Between 2009 and 2026 temporary Pavilions were opened each year in Davos, Switzerland, during the World Economic Forum Annual Meeting. "Hub Maison" opened in New York City for New York Fashion Week in a fashion oriented collaboration with Sportmax. The New York Pavilion became the first Pavilion to offer contemporary retail fashion selections for sale in digital currency. In May 2010, Hub Culture opened the Cannes Clubhouse, a venue tied to the 63rd Cannes Film Festival in collaboration with Grey Goose. A private island in Croatia and Bali villa project also use Ven as a means of exchange. The 2011 Davos Pavilion presented the first vehicles available for sale in Ven. In 2012, portions of the Davos Pavilion became the first in Europe to be powered by zero-emission energy from the Nissan Leaf using the Leaf-to-Home energy system.

In the summer of 2017, during the 35th America's Cup Hub Culture opened several shipping containers as part of a popup lounge at Ariel Sands in Bermuda that the company claimed features integration of artificial intelligence, digital currency, digital identity and blockchain auditing in a retail environment. In 2018, the Innovation Campus appeared in Paris, Cannes and Monaco over six weeks. In 2019 it appeared in Capri, Italy over two weeks. In Bermuda, the project was followed by the Bermuda Innovation Sprint, a two-week event gathering global Fintech leaders for meetings and other activities. The attendees of these events are not published however.

===HubID===
In January 2014, Hub Culture announced HubID an open source digital identity system based on MIT Media Lab open source technology that extends data ownership around identity to the individual user.

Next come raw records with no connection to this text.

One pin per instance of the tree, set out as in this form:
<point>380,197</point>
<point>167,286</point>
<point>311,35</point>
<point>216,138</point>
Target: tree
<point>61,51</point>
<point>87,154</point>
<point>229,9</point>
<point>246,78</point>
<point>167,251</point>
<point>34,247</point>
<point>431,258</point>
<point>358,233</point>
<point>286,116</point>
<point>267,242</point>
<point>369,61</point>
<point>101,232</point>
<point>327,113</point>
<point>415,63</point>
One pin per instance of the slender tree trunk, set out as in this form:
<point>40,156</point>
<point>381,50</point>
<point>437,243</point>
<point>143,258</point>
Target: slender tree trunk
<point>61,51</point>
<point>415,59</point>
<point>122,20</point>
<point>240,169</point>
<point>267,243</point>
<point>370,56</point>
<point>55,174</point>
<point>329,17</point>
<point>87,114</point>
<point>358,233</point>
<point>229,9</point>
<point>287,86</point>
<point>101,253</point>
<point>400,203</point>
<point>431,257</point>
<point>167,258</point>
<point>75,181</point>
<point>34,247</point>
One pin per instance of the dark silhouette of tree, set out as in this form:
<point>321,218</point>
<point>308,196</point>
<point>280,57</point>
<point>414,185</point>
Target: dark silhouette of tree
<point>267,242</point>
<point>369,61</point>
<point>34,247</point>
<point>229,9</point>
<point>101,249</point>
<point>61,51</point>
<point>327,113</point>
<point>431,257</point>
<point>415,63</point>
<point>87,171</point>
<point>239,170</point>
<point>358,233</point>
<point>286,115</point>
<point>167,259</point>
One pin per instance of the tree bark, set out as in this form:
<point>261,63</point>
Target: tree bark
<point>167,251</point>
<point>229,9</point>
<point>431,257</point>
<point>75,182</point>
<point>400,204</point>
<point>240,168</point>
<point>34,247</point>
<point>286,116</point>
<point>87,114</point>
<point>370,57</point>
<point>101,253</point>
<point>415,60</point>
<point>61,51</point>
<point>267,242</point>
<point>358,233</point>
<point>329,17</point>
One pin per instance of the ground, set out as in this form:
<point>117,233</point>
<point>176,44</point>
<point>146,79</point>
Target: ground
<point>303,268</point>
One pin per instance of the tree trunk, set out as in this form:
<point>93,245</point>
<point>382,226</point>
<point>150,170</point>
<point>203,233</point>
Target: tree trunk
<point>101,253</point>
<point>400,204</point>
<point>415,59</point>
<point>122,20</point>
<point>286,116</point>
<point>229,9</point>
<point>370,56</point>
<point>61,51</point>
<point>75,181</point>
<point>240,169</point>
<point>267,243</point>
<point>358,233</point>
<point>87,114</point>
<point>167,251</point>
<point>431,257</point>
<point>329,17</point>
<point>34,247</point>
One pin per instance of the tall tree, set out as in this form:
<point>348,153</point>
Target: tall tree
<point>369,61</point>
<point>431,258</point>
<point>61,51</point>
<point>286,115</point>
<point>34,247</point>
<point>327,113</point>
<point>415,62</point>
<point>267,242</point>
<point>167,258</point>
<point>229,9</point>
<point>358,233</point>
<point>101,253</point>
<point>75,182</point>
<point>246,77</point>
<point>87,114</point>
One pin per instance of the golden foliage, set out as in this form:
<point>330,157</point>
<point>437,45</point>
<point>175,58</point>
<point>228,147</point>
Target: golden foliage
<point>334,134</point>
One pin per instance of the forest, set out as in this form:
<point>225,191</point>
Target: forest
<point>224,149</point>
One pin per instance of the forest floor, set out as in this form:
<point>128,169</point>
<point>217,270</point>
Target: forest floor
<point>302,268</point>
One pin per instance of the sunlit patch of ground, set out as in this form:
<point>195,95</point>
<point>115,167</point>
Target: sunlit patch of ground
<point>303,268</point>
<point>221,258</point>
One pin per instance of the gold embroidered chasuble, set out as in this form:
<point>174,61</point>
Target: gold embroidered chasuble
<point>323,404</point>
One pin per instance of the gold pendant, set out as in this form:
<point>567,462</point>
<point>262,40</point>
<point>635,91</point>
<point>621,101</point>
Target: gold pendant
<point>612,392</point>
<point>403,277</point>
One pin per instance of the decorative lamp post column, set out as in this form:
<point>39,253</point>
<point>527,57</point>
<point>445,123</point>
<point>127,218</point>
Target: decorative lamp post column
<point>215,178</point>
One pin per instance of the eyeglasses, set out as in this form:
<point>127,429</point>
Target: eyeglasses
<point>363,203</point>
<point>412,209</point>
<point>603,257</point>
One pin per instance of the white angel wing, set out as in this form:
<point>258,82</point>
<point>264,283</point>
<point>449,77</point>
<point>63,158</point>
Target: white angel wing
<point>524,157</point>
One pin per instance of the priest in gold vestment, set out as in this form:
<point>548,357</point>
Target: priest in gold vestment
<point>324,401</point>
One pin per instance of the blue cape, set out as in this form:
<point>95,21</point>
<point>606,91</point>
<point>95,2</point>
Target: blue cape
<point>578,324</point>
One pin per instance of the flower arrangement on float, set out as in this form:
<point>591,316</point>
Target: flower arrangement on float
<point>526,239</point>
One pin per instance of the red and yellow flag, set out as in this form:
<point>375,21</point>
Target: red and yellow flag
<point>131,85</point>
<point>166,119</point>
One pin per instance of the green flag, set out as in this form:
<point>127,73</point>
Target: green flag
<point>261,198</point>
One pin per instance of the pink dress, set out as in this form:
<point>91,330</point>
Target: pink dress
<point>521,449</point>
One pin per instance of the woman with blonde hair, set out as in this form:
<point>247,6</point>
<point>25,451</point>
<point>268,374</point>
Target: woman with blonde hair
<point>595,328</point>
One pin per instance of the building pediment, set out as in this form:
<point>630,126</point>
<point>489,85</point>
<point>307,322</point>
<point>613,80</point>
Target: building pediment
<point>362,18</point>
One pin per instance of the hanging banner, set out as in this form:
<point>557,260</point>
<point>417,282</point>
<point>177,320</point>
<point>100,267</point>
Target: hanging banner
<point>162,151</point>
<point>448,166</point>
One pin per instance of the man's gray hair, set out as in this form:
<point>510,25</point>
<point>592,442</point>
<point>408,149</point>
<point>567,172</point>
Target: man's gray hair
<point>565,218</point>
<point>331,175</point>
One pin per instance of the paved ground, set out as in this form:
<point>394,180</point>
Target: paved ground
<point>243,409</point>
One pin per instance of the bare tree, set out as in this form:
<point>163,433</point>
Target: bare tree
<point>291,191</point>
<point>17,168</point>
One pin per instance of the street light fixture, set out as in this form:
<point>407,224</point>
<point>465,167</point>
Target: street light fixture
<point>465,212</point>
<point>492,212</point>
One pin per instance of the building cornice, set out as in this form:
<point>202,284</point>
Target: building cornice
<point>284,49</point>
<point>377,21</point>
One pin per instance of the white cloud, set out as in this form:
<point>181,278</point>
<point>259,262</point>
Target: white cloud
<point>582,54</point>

In January 2026, Hub Culture and Unstoppable Domains announced their intent to submit .hub for ICANN’s upcoming generic top-level domain (gTLD) application round, a move that would make .hub operational across both traditional DNS and blockchain environments. If approved, .hub would become the first domain extension built for connection and collaboration to operate across both Web2 and Web3 infrastructure.

===Ultra===
Launched in 2018, Ultra is a private client Cryptocurrency Exchange using HubID and other Hub Culture technologies to enable the exchange of digital assets, including tokenised assets. Due to its private nature, the real world usage of this is limited. The concept for Ultra emerged from the Bermuda Innovation Campus and Beach Club. In addition to trading tokenized assets, Ultra Carbon, a digital carbon token, was the first asset to be presented on the potemkin village exchange.

===Zeke===
Launched in 2017, Zeke is an artificial intelligence project linking Hub Culture social network services to an AI service that regulates functions with the Hub Culture economy.

===Icon===
Launched in 2025, the Icon is the name of a popup socialite space created by Hub Culture and its partners to showcase performative activism.